Jahrhundert nur gegen die übermächtige englische
Konkurrenz behaupten und entwickeln, weil britische Waren mit
Schutzzöllen belegt wurden. Auch das Wilhelminische
Deutschland konnte sich industriell nur entwickeln, weil es sich
gegenüber englischen Industrieprodukten durch Zölle
schützte.
Warum, so fragt Afheldt, gestattet man den heutigen
Entwicklungsländern nicht die gleiche Strategie, die sowohl in
den USA als auch in Deutschland zu Massenwohlstand geführt
hat? Wenn schon nicht einzelne Staaten, so sollten doch Regionen in
die Lage versetzt werden, sich im Interesse sowohl der eigenen
Entwicklung als auch eines zukünftigen ausgeglichenen
Weltmarktes relativ abzuschotten.
Wenn auch nicht unkritisch gegenüber der realen Entwicklung
der EU sieht Afheldt doch in ihr sowohl ein Beispiel für
solche regionale Entwicklungen als auch eine Hoffnung auf die
Sicherung sozialer Mindeststandards. Solche schlägt er sowohl
für die Entwicklungsregionen als auch für Europa vor,
freilich auf unterschiedlichem, dem jeweilig erreichten Wohlstand
angemessenen Niveau. Für die ärmsten, durch - wie an
eindrücklichen Beispielen belegt - global agierende Konzerne
ausgebeutete Länder müssten andere Standards gelten als
in Europa. Dort der Armutsminderung dienend, müssten hier die
Sozialpolitik und auch wieder steigende Reallöhne zur
Sicherung der Massenkaufkraft führen.
Damit sei auch die Demokratie zu retten, denn die Ohnmacht der
nationalen Staaten gegenüber den global agierenden und
investierenden Finanzkonzernen führe zur Aushöhlung der
Partizipationsrechte der Bürgerinnen und Bürger. In
Staaten ohne Entscheidungsspielräumen zählten auch die
Interessen ihrer Bürgerinnen und Bürger nichts mehr.

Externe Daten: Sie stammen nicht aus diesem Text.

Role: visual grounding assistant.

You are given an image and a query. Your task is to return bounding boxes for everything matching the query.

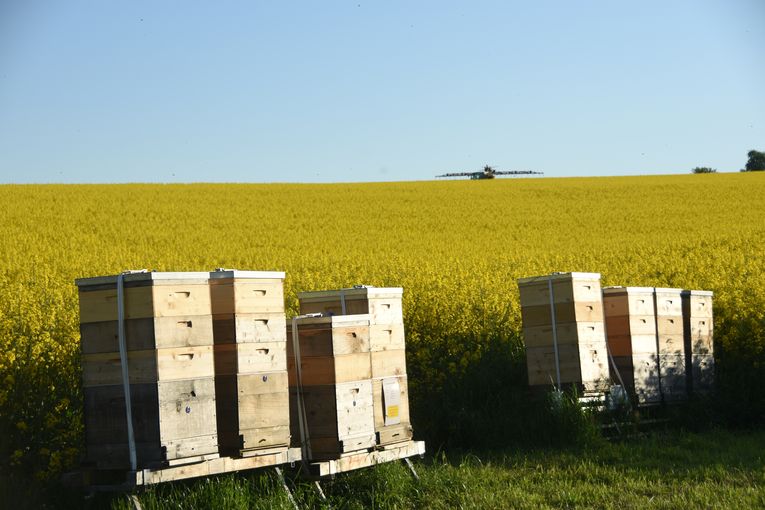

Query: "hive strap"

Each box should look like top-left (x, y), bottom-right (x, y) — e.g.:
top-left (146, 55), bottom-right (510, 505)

top-left (117, 272), bottom-right (137, 471)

Auf Dauer mindere oder zerstöre dieser Sieg des Marktes
über die Politik aber auch die Verwertungsbedingungen des
Kapitals. Betriebswirtschaftliche Investitionsentscheidungen
würden immer unter der Voraussetzung getroffen, dass eine
angemessene soziale, kulturelle und ökonomische Infrastruktur
vorhanden sei. Wenn aber im Wettlauf der um
Investitionsentscheidungen ringenden Staaten überall die
Steuern auf Kapitalerträge gesenkt oder gar Bleibeprämien
in Form von Subventionen gezahlt würden, diese Ausfälle
wegen steigender Arbeitslosigkeit und sinkender Realeinkommen
jedoch nicht bei den Arbeitnehmern kompensiert werden könne,
zerbrösele diese Infrastruktur.
In zerfallenden Staaten (Beispiel Afrika) seien aber
Investitionen sinnlos. Der Sieg des Marktes würde zum
Pyrrhussieg mit verheerenden Folgen für die Menschheit. Diese
aufzuzeigen und zumindest in Ansätzen Vorschläge zu einer
besseren Weltwirtschaftsordnung vorzulegen ist ein Verdienst dieses
in sich geschlossenen und sehr gut lesbar verfassten Buches.
Horst Afheldt
Wirtschaft, die arm macht.
Vom Sozialstaat zur gespaltenen Gesellschaft.